Yes, I am not under any pressure. These parcels are my only survey project 🙂
So far I spent couple days figuring out the traverse route. I did exactly what you said. We have bunch of 6' tall fiber glass rods. I used them to temporally set the inter-visible stakes. It hard to keep distance equal. Some places I can go for about 800' then there are one or two only 200' or so. I assume this is normal.
Thanks again for your input!
Yes, there is nothing unusual about traverse legs of varying lengths. It's better to avoid very short legs, such as under 100 feet, due to the effect of sighting error. As you may know, sighting error has more effect on the accuracy of the angle on shorter legs. Of course turning the angle multiple times reduces that error.
On shorter legs we used to unscrew the small sighting rod from the reflectors and sight the mounting screw underneath, which stuck up about 1/2" from the bracket and was visible through the scope at 200 feet or so. That made it easier to center the vertical crosshair and thus reduced the sighting error. It might or might not work with your reflectors, depending on how they are set up.

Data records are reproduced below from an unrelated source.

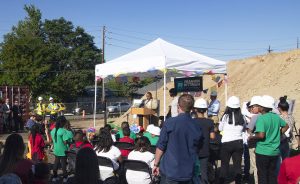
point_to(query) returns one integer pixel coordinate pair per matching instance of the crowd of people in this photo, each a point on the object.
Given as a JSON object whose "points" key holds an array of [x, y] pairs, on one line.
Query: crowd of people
{"points": [[263, 136]]}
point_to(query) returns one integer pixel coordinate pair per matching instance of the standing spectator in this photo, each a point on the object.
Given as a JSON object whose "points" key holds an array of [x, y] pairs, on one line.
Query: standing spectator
{"points": [[120, 134], [79, 142], [105, 148], [59, 148], [254, 109], [52, 108], [17, 116], [289, 172], [178, 145], [173, 111], [268, 135], [142, 153], [6, 109], [232, 125], [126, 138], [87, 170], [12, 160], [37, 144], [213, 107], [153, 135], [207, 127], [287, 137], [68, 135]]}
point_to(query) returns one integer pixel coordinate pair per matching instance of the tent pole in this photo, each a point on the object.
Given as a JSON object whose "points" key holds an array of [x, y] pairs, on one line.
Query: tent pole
{"points": [[165, 95], [95, 103]]}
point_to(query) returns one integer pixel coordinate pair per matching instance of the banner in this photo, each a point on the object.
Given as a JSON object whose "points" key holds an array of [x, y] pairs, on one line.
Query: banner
{"points": [[190, 84]]}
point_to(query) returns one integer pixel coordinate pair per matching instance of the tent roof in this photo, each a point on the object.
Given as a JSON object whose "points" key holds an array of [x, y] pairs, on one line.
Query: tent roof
{"points": [[159, 56]]}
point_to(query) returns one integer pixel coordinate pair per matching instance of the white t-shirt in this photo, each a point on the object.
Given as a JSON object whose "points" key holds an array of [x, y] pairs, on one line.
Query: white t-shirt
{"points": [[114, 153], [231, 132], [174, 108], [137, 177]]}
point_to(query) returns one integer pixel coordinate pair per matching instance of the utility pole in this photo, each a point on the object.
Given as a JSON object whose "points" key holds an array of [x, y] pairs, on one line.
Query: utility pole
{"points": [[269, 50], [103, 87]]}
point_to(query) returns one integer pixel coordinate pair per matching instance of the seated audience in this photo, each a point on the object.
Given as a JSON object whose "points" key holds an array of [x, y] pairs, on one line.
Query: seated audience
{"points": [[120, 134], [87, 170], [12, 160], [152, 134], [105, 148], [127, 139], [141, 152], [79, 142]]}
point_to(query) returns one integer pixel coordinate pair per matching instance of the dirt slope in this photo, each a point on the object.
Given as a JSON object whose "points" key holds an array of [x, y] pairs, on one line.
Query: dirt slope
{"points": [[274, 74]]}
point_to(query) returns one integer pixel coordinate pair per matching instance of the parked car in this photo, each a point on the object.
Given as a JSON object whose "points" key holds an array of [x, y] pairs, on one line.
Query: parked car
{"points": [[118, 106], [88, 108]]}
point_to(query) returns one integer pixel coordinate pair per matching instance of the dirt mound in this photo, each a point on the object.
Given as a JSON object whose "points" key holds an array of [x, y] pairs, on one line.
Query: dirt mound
{"points": [[274, 74]]}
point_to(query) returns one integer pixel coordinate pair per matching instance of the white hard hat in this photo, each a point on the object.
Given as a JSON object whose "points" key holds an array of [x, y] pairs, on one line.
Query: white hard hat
{"points": [[256, 100], [155, 130], [268, 102], [233, 102], [200, 103], [149, 127]]}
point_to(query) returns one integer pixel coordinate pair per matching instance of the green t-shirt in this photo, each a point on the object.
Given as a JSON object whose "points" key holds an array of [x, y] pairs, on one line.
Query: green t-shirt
{"points": [[153, 140], [120, 135], [68, 137], [270, 124], [59, 146]]}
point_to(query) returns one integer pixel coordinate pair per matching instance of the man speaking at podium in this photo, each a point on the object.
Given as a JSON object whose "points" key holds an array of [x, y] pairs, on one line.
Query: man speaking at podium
{"points": [[149, 102]]}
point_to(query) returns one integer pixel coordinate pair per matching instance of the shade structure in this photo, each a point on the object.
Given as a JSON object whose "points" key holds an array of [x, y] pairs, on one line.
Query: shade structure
{"points": [[159, 58]]}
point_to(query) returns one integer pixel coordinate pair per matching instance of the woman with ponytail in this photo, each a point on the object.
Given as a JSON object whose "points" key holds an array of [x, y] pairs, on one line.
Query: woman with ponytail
{"points": [[287, 140], [59, 148]]}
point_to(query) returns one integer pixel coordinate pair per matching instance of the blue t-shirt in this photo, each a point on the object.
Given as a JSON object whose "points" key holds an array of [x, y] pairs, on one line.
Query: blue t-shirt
{"points": [[180, 140]]}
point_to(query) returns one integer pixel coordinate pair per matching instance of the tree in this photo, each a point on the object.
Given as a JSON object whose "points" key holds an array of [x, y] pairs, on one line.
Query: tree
{"points": [[52, 57]]}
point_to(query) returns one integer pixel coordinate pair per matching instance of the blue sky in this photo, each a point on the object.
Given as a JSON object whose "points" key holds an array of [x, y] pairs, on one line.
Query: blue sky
{"points": [[221, 29]]}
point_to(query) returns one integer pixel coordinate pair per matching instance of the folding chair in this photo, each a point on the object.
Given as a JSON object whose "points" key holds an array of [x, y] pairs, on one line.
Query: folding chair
{"points": [[137, 165]]}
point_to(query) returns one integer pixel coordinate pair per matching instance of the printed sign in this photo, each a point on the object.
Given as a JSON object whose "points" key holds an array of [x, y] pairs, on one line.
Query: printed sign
{"points": [[190, 84]]}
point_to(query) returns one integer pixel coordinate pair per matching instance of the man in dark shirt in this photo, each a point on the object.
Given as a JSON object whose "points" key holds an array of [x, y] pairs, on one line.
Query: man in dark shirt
{"points": [[207, 128], [178, 145], [17, 116]]}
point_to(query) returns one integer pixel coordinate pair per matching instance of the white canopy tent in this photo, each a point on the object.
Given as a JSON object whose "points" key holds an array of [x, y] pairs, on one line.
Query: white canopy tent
{"points": [[159, 58]]}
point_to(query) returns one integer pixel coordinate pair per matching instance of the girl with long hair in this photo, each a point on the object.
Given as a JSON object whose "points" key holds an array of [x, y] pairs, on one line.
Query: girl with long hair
{"points": [[105, 148], [142, 153], [59, 148], [12, 160], [87, 169]]}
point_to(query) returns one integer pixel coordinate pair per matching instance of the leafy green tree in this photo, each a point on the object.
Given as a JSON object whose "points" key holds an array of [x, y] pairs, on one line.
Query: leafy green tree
{"points": [[52, 57]]}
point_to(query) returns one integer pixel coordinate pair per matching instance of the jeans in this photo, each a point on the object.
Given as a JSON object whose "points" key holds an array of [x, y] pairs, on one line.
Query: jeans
{"points": [[204, 170], [232, 149], [165, 180], [266, 169], [253, 169], [63, 161]]}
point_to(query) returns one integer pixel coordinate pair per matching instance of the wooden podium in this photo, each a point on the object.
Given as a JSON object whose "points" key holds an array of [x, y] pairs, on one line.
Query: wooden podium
{"points": [[145, 113]]}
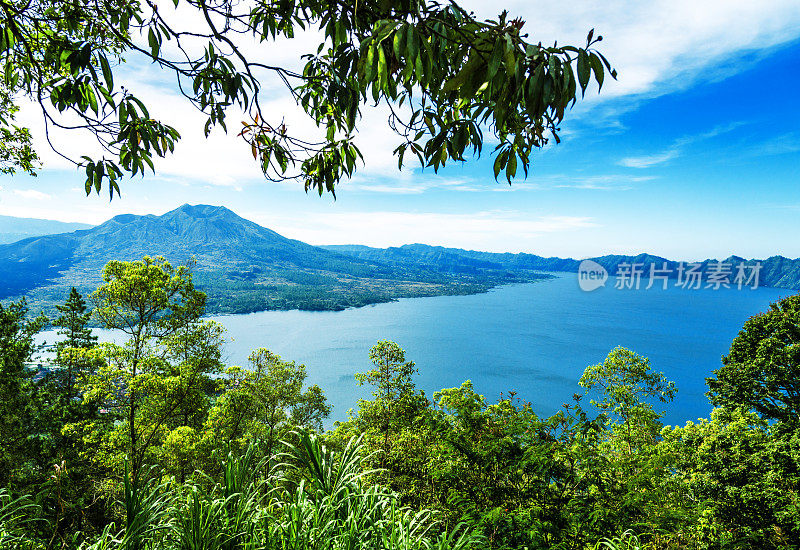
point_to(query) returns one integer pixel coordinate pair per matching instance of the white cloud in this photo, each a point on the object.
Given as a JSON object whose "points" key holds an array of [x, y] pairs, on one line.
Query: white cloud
{"points": [[676, 148], [659, 45], [32, 194]]}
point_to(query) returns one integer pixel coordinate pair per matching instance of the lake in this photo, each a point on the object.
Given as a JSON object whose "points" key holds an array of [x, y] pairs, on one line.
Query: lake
{"points": [[535, 339]]}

It occurs to me that the leapfrog method would work with three tripods, two tribrachs with optical plumbs, and the tribrach from the instrument without a plumb. When it's time to move the plumbless tribrach ahead, you could set it up with the instrument on it, then unsnap the instrument, snap on a reflector, and move the instrument back to the middle point to turn the angle. It would take a little more time but would be just as accurate.